Brainstorming is a specific ideation technique focused on generating ideas collaboratively through structured group sessions. Ideation is the broader term for any process of forming and developing ideas — which can include brainstorming, individual thinking, research synthesis, or other creative methods. Think of brainstorming as one tool in your ideation toolkit.

How do I brainstorm effectively with remote teams?

Remote brainstorming works best when you combine synchronous and asynchronous collaboration. Start with individual async ideation so everyone contributes regardless of time zone, then bring the team together for real-time discussion and decision-making. Use visual collaboration tools like Miro to maintain a shared workspace where everyone can see ideas develop. Enable video to maintain connection, use written techniques like brainwriting to equalize participation, and use AI to handle facilitation tasks like clustering ideas and suggesting connections.

Is my brainstorming content secure in Miro?

Yes. Miro provides enterprise-grade security including SOC 2 Type II compliance, ISO 27001 certification, data encryption at rest and in transit, SSO and 2FA authentication, role-based access controls, and audit logs. You control who accesses your boards and can set granular sharing permissions. For organizations with advanced security requirements, Miro Enterprise Guard adds features like sensitive data discovery, intelligent guardrails, and encryption key management. Learn more in our Trust Center.

Can I integrate Miro with the tools my team already uses?

Miro integrates with 100+ tools across your workflow including Slack, Microsoft Teams, Jira, Azure DevOps, Google Workspace, Asana, Monday.com, Zoom, and many more. These integrations let you embed Miro boards in your communication tools, sync tasks between Miro and project management platforms, and connect brainstorming outputs directly to your delivery systems. Enterprise customers can also build custom integrations through Miro's API.

How does AI improve brainstorming in Miro?

Miro AI helps teams brainstorm faster and more effectively through several capabilities. Our AI generates initial ideas based on your problem statement, eliminating cold starts. AI automatically clusters related concepts to surface patterns in your thinking. Sidekicks act as session facilitators, suggesting questions to explore and identifying when to transition between activities. AI can also convert brainstorming outputs into other formats — turning sticky notes into documents, tables, or diagrams. The result: less time generating and organizing, more time evaluating and deciding.

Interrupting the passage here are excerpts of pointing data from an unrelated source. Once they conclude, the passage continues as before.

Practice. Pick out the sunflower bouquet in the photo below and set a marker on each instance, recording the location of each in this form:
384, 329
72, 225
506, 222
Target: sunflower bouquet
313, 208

What does Miro cost for brainstorming?

Miro offers a free plan that includes unlimited team members and core brainstorming features. Paid plans start at $8/user/month (billed annually) and add capabilities like unlimited boards, advanced facilitation features, integrations, and guest access controls. Business and Enterprise plans include AI features, advanced security, admin controls, and premium support. All plans include access to Miro's template library and core brainstorming techniques. See pricing details.

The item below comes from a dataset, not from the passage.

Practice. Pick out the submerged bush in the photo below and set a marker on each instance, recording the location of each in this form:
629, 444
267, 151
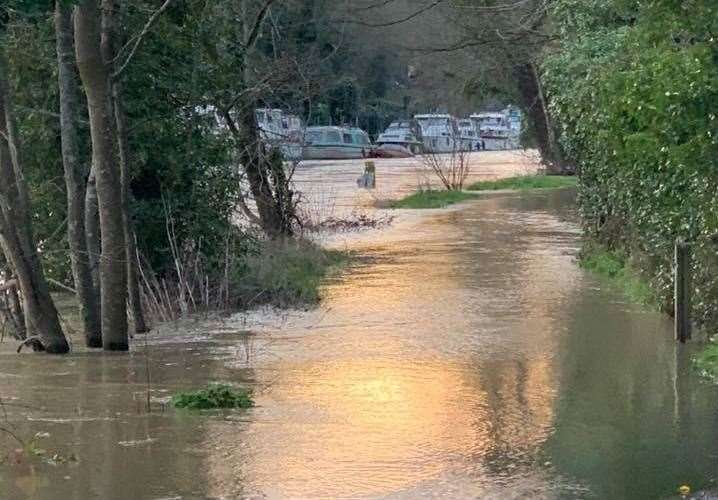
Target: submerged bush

Where can I find brainstorming templates and examples?

Miro's template library includes dozens of ready-to-use brainstorming templates for mind mapping, brainwriting, affinity mapping, SWOT analysis, and more. Each template includes instructions and example content to help your team get started immediately. The Miro Community also shares templates, techniques, and facilitation tips from thousands of teams worldwide. You can browse examples, ask questions, and learn how other organizations run effective brainstorming sessions.

Can I brainstorm with people outside my organization?

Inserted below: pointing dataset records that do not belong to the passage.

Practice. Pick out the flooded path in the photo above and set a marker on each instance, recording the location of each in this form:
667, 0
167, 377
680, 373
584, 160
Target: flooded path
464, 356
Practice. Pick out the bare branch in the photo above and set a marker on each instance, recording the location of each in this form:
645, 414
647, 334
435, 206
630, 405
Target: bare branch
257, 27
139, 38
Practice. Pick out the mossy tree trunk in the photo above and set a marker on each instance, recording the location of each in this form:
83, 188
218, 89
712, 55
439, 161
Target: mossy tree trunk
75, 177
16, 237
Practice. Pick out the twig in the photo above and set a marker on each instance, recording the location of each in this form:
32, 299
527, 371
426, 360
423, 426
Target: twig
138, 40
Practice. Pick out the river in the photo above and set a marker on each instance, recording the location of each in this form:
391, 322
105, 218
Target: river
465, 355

Yes. Miro supports collaboration with external stakeholders, customers, partners, and contractors. You can invite guests to specific boards without requiring them to create accounts or join your organization. Set permissions to control what guests can view or edit. This makes Miro ideal for customer co-creation sessions, agency collaboration, cross-company workshops, and any brainstorming that involves external participants. Enterprise plans include advanced guest access controls and audit capabilities.